It has been a tumultuous year for India’s stock markets. After touching peaks, the markets experienced a significant correction in 2024. While recent declines have tempered early optimism, overvaluation concerns persist, particularly in certain sectors. The shift in global sentiment, with foreign investors turning to China, has added to the woes.
However, a surprising hero has emerged: The domestic retail investor.
Despite the market’s volatility, retail participation has been robust, filling the void. While selling by foreign investors is expected to ease, with some signs already, the global economic conditions remain a key risk. The shifting dynamics indicate a period of uncertainty, promising a mix of opportunity and caution.
Glitter fades
The Nifty 50, the 50-scrip blue-chip index, has posted positive returns again in 2024 but has fallen short of the robust double-digit gains seen in some of the previous years. This mirrors a broader trend of global economic uncertainty and domestic challenges that have impacted the Indian market during the year.
Winners and losers
Real estate and pharmaceuticals have emerged as standout performers, significantly exceeding the broader market. Sectors like media and fast-moving consumer goods (FMCG) have struggled. Other sectors, including auto, information technology, and infrastructure, have posted solid gains, whereas banking and financial services have seen more modest returns.
On the global stage
While global economic headwinds and rising geopolitical tensions have cast a shadow over global markets, India has managed to hold its own and outperform several emerging market peers. However, the high valuations of Indian stocks are still a matter of worry.
Slow earnings, jittery markets
Weak earnings have shaken market confidence.

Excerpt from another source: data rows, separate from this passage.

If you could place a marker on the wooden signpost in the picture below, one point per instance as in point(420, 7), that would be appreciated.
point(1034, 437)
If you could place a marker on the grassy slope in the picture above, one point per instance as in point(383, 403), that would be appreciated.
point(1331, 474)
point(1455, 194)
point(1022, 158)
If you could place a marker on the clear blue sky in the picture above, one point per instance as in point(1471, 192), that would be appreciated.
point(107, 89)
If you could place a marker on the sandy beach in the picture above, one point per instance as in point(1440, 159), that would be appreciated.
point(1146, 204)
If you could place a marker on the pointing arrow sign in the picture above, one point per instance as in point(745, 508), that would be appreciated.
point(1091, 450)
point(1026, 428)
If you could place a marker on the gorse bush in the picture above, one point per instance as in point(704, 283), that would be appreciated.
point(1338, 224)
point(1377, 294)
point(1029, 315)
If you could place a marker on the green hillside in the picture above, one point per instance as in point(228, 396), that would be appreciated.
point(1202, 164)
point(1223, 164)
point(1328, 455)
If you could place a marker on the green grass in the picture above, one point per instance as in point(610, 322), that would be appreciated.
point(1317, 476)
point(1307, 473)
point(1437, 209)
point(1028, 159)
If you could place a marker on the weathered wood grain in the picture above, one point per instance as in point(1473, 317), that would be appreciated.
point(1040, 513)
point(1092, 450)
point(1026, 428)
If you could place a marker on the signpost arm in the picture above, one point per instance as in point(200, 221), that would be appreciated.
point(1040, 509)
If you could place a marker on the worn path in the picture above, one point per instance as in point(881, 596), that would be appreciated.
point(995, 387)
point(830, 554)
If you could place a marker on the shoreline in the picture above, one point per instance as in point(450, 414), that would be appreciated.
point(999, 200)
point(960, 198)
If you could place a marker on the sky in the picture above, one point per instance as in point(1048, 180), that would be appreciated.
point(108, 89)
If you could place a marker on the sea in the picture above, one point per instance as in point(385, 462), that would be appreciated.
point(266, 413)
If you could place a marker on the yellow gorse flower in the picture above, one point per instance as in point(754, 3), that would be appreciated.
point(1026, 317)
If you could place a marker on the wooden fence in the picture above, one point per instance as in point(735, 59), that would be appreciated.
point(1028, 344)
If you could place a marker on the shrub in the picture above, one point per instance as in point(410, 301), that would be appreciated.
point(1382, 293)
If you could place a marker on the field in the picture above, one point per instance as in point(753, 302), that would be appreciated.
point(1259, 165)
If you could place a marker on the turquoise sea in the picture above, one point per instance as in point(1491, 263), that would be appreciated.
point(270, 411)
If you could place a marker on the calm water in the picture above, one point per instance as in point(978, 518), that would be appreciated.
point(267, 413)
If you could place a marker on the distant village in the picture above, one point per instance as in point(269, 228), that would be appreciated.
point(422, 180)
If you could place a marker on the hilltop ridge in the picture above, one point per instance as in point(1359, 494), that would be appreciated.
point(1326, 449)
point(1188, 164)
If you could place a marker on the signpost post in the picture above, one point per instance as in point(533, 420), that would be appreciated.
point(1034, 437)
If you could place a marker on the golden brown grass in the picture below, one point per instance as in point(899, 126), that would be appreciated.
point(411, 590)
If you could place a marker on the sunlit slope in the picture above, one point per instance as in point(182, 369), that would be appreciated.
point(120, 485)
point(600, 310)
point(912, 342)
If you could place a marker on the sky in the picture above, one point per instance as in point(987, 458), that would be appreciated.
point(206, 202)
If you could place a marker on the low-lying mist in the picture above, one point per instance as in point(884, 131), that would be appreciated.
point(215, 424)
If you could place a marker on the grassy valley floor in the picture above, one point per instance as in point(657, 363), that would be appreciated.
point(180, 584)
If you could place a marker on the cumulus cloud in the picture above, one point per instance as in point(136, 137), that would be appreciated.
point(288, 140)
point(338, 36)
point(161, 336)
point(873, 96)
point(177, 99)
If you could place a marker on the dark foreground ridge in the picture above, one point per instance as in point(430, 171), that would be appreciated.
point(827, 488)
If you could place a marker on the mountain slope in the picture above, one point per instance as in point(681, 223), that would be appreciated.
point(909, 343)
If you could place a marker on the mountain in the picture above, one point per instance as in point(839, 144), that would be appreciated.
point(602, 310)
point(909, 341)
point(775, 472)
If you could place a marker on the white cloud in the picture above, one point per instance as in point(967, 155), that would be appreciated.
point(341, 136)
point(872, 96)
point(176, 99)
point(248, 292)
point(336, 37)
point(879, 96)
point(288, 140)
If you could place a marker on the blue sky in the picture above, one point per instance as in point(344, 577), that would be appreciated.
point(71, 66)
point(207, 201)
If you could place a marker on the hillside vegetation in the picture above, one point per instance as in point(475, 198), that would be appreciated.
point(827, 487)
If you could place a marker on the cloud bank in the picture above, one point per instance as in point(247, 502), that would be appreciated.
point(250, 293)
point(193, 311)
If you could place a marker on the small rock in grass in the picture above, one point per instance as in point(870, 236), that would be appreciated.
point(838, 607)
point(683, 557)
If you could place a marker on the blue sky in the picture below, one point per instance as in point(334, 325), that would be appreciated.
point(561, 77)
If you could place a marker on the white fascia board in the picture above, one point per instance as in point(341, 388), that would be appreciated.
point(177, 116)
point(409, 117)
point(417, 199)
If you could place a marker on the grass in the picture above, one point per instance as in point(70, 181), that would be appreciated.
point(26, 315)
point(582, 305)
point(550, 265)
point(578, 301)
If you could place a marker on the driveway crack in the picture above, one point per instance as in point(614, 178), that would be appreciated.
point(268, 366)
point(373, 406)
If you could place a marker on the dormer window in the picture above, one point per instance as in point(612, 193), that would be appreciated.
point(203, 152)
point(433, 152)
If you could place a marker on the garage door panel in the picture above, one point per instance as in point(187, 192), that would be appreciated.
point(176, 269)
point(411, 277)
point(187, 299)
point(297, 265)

Corporate earnings for the first half of the fiscal year 2024-25 have fallen short of expectations, leading to increased volatility and weak market sentiment. Indian companies’ revenue and net profit growth have been modest. A recovery is expected in the second half, driven by rural demand and increased government spending.
Shifting dynamics
This year, foreign portfolio investors (FPIs) started withdrawing funds from Indian equities and pivoted to China after the country’s massive economic stimulus package. However, retail investors emerged as unexpected heroes, stepping up to the plate. Together with domestic institutions (which largely invest retail money), they have helped counterbalance the impact of FPI outflows.
Young bulls charge the market
While individual investors remain steadfast, the youth are leading the charge. Recent market volatility may have deterred some potential investors, but overall, retail investor sentiment remains strong.
A valuation check
Indian equity markets have experienced a significant rally in 2024, pushing the market capitalization-to-GDP ratio to record highs. Despite recent corrections, the ratio remains elevated compared to historical averages, raising concerns about potential overvaluations.